Figure 2.9: An Ad-Hoc Wi-Fi Network.
Here, if computer 002 wants to send a packet to computer 003, computer 002 just transmits the packet out into the air as though it were an access point. The packet exists in a little field of radio energy that touches all the computers in the ad-hoc network, and as with the old-style Ethernet in Figure 2.1, the computer to whom the packet is addressed grabs it.
Without any wires or extra hardware to buy, configure, and use, ad-hoc networks sound terrific, and under certain circumstances they can be extremely useful. However, they have their downsides:
As with any hubbed network, there is a fixed amount of bandwidth available to an ad-hoc network (for 802.11b, only 11 Mbps) and all computers in the network share that bandwidth. If everybody's passing packets at once, it slows down in a hurry.

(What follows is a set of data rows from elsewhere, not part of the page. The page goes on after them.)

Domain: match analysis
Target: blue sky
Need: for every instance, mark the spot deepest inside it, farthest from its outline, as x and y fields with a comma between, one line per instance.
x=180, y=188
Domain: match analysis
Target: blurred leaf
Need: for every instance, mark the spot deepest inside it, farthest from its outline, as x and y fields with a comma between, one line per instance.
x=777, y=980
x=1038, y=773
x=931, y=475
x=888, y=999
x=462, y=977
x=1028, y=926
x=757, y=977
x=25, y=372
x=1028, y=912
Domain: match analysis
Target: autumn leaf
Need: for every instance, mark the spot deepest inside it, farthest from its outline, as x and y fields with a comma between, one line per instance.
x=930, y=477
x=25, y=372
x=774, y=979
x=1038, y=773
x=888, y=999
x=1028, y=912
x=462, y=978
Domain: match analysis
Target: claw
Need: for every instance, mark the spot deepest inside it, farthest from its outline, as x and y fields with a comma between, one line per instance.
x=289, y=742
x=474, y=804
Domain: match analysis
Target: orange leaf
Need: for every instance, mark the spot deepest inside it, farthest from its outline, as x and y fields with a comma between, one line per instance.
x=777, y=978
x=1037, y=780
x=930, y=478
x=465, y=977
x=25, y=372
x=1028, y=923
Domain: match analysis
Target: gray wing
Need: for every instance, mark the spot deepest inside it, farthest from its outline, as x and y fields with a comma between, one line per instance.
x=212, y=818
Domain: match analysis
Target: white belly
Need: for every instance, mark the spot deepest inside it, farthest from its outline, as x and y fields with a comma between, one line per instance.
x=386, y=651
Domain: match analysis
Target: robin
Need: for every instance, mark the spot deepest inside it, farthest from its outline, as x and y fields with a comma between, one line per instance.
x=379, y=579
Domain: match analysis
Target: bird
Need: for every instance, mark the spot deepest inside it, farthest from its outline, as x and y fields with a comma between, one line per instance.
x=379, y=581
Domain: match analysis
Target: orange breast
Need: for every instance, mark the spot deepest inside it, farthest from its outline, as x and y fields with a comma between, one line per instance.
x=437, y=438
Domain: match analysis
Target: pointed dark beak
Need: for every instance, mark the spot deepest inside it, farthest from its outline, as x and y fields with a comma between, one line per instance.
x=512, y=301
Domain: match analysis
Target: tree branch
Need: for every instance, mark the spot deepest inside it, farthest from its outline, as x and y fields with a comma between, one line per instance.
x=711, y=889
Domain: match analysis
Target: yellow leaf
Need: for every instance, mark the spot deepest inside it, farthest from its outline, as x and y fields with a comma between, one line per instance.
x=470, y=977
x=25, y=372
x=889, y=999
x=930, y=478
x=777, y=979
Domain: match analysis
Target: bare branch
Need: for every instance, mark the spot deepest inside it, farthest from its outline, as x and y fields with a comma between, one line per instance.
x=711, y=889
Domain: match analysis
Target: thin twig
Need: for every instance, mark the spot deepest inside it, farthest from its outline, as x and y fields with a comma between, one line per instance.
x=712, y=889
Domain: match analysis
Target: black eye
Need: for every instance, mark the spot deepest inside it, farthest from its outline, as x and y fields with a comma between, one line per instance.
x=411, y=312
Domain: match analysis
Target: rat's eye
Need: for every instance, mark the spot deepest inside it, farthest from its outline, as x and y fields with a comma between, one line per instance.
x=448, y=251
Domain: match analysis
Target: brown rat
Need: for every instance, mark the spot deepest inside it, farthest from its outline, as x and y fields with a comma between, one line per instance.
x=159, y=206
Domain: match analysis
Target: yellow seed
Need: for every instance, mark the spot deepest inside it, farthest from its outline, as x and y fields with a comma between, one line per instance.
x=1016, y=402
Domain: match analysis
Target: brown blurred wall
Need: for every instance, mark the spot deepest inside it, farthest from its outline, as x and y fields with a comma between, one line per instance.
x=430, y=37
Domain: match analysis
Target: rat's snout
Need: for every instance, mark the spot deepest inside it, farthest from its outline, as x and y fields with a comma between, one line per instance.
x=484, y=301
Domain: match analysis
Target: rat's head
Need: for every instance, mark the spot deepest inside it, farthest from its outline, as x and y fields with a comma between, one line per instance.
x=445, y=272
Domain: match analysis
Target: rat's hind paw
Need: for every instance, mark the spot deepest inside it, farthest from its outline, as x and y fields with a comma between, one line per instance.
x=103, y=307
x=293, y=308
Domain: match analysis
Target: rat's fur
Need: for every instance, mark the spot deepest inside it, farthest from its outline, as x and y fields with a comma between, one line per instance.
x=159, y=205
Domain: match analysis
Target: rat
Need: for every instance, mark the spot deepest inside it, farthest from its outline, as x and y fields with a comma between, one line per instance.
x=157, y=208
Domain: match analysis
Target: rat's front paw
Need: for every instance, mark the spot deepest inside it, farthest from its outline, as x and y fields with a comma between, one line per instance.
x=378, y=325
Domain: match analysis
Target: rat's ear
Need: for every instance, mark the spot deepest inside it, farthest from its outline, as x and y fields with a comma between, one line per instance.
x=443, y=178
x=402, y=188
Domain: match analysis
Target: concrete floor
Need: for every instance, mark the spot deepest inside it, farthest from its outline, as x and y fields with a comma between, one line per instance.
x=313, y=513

Unless every computer belonging to the network can 'hear' all the other computers in the network, strange things can happen. This is called the hidden node problem, and it's nasty for ad-hoc networks. It's best to use ad-hoc networks only when all computers in the network are very close together, ideally in the same room.
Each computer in the network attempts to maintain contact with every other computer in the network. This leads to a sort of combinatorial explosion of 'housekeeping' efforts as the number of computers goes beyond five or six.
For reasons I have yet to completely figure out, Microsoft Windows doesn't always establish network connections correctly at the Windows level when a Wi-Fi ad-hoc network is established among Windows computers.
People use ad-hoc networks most commonly at meetings and events, when several people have a need to exchange files. I'll speak more of ad-hoc networks in Chapter 5, since they represent a sort of spontaneous network community.